- The goal of a retail purchase prediction is to accurately forecast the demand for products and services to better manage inventory, anticipate customer needs, and maximize profits.
- By leveraging data-driven models and predictive analytics, retailers can accurately forecast future sales and make more informed business decisions.
- Exploratory data analysis to understand customer buying pattern
- Build a regression model to predict purchase amount of customer against various products
- Python, Pandas (data processing), Plotlyexpress,Sklearn
The dataset has 550,069 rows and 12 columns
Column ID | Column Name | Data type | Description | Masked |
---|---|---|---|---|
0 | User_ID | int64 | Unique Id of customer | False |
1 | Product_ID | object | Unique Id of product | False |
2 | Gender | object | Sex of customer | False |
3 | Age | object | Age of customer | False |
4 | Occupation | int64 | Occupation code of customer | True |
5 | City_Category | object | City of customer | True |
6 | Stay_In_Current_City_Years | object | Number of years of stay in city | False |
7 | Marital_Status | int64 | Marital status of customer | False |
8 | Product_Category_1 | int64 | Category of product | True |
9 | Product_Category_2 | float64 | Category of product | True |
10 | Product_Category_3 | float64 | Category of product | True |
11 | Purchase | int64 | Purchase amount | False |
- There are 5891 users in the dataset and 3631 uique products
- 31% of Product_Category_2 and 69% of Product_Category_3 has missing values.

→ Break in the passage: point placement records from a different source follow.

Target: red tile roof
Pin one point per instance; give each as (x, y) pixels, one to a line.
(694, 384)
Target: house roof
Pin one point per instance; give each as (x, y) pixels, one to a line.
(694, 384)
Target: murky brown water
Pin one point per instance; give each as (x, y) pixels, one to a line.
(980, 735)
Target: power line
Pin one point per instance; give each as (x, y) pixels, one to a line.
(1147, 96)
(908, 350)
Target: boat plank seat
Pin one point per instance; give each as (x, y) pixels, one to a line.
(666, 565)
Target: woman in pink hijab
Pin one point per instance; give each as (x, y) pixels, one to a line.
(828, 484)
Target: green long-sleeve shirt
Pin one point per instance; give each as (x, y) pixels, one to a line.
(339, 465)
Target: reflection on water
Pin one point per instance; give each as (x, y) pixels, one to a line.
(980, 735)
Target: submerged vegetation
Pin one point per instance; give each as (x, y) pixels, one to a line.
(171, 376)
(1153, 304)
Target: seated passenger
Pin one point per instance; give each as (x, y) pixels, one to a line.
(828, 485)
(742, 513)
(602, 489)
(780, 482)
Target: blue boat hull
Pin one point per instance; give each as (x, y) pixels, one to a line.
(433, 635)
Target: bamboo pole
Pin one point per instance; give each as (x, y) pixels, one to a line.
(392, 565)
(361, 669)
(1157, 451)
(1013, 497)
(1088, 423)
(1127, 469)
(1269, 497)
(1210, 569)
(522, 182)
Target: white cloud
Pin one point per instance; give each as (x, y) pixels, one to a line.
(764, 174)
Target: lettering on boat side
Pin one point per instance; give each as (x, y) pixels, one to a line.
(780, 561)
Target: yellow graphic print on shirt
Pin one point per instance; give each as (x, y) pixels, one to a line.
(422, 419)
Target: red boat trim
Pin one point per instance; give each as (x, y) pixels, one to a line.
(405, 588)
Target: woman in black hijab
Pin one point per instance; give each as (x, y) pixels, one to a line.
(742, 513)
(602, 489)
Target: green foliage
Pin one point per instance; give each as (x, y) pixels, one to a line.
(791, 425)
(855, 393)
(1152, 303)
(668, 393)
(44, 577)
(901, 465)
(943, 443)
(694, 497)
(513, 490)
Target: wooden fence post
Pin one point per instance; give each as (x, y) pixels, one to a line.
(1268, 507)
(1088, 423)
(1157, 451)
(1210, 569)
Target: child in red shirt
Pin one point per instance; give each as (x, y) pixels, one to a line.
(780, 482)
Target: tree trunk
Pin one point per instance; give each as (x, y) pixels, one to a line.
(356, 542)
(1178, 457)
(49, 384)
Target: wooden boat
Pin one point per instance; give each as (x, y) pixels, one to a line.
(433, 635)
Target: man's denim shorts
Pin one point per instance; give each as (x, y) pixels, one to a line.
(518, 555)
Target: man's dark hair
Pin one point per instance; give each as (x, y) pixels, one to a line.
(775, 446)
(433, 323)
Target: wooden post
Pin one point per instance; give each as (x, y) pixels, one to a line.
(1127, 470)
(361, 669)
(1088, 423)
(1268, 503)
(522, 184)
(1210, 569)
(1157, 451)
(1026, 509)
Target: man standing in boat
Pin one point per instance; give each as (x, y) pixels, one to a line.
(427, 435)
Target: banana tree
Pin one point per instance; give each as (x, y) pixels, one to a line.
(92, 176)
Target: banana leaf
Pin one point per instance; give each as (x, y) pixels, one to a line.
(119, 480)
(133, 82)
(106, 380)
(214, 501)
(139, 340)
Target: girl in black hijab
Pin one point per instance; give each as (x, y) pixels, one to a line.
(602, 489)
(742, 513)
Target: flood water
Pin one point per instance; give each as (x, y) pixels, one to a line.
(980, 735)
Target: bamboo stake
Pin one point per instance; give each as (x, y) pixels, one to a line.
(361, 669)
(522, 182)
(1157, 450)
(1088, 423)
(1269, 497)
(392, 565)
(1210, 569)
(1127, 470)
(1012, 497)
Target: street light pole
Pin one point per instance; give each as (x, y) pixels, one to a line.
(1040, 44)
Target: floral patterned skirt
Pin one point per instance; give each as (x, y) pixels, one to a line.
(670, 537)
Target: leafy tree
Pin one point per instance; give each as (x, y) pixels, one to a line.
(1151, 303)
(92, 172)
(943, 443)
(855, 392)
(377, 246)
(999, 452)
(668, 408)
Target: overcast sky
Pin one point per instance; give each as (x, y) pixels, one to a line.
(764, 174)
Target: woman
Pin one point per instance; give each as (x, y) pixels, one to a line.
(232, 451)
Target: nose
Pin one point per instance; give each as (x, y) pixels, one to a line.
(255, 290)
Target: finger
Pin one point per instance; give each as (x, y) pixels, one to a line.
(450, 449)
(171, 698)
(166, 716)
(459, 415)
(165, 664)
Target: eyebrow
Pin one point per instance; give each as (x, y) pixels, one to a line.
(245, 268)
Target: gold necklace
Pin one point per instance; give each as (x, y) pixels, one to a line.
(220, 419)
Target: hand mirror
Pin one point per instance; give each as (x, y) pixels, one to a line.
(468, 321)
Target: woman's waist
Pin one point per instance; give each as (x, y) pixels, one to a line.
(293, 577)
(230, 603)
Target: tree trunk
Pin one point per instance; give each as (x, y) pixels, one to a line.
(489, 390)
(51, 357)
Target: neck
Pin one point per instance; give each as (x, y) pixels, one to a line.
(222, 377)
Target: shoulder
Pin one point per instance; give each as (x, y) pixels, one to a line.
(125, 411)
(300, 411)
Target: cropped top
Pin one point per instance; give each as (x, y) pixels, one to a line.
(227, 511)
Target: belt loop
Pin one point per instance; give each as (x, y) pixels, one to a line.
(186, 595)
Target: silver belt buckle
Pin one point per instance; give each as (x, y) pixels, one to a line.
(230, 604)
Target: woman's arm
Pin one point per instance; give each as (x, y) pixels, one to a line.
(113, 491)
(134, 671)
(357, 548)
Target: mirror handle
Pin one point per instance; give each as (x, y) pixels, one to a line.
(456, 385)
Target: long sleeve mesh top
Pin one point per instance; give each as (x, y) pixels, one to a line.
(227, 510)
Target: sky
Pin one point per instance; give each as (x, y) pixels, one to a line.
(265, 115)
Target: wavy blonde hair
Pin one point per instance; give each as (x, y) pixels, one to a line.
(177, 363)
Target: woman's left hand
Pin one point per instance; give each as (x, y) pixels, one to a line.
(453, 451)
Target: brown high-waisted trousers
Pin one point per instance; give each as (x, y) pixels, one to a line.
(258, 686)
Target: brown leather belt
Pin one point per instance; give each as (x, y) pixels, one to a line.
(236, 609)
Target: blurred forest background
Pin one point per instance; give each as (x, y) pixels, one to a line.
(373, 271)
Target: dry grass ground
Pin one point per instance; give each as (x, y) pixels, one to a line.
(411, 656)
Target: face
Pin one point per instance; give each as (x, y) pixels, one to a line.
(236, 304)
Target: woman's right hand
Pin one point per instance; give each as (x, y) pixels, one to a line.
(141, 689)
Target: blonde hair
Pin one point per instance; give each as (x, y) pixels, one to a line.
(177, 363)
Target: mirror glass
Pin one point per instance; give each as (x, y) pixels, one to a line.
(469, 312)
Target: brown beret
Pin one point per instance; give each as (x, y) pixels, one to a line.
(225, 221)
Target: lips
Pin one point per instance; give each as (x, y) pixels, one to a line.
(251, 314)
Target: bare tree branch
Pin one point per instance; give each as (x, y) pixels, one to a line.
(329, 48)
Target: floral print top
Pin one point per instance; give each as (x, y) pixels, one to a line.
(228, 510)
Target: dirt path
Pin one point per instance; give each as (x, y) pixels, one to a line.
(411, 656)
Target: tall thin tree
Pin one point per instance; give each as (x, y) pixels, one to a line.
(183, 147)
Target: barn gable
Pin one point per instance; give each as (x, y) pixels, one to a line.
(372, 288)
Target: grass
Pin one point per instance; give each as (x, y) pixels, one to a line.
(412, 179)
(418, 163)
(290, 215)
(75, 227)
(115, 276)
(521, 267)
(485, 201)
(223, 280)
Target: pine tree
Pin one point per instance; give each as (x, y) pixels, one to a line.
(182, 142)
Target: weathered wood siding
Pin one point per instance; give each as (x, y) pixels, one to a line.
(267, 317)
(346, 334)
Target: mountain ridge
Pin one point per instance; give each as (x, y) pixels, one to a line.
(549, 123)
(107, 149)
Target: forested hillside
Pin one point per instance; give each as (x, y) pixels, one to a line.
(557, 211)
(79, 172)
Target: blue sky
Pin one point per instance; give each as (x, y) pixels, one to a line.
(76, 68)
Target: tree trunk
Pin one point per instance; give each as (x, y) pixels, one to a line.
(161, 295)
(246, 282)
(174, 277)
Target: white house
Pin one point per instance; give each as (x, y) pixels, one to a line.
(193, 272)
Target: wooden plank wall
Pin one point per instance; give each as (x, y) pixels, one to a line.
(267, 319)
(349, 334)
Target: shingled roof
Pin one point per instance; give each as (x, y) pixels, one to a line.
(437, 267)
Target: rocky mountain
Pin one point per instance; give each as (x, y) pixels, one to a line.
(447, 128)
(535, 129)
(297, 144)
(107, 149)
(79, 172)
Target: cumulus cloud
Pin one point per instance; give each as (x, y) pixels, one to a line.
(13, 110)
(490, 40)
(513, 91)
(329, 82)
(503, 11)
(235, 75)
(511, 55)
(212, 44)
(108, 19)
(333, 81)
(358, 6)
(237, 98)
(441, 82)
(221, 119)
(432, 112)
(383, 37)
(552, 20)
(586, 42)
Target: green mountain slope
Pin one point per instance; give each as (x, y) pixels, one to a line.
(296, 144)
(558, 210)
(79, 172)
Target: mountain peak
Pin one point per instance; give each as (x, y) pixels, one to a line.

- Average amount spent by female customers is 8k and male is 9k
- Age group 26-35 has the highest total purchase across age groups
- Product category 0 has highest revenue of purchase and Product category 4 has highest number of purchases
- Unmarried customers in the age group of 26-35 have highest total purchase amount as compared to other customers
- Maximum purchases where customer have stayed in the city only for 1 year
- Product category 2 and 3 has missing values, we will use SimpleImputer to fill missing values with median values.
- Handle categorical columns Gender, Age, City_Category,Stay_In_Current_City_Years
- Drop UserID,Product_ID columns
-
Features(X): Gender, Age, Occupation,City_category, Stay_In_Current_City_Years,Marital_Status,Product_Category_1,Product_Category_2,Product_Category_3
-
Label: Purchase
-
Train test split 75% training and 25% test set
-
Evaluate using RMSE and RMSLE metric baseline model using LinearRegression,DecisionTreeRegressor and RandomForestRegressor. RandomForestRegressor() had the lowest RMSE and RMSLE score
-
Apply GridSearchCV to find the best parameter for RandomForestRegressor
-
Product category_1 seem to have highest effect on purchase
-
Surprisingly gender has the least effect on purchase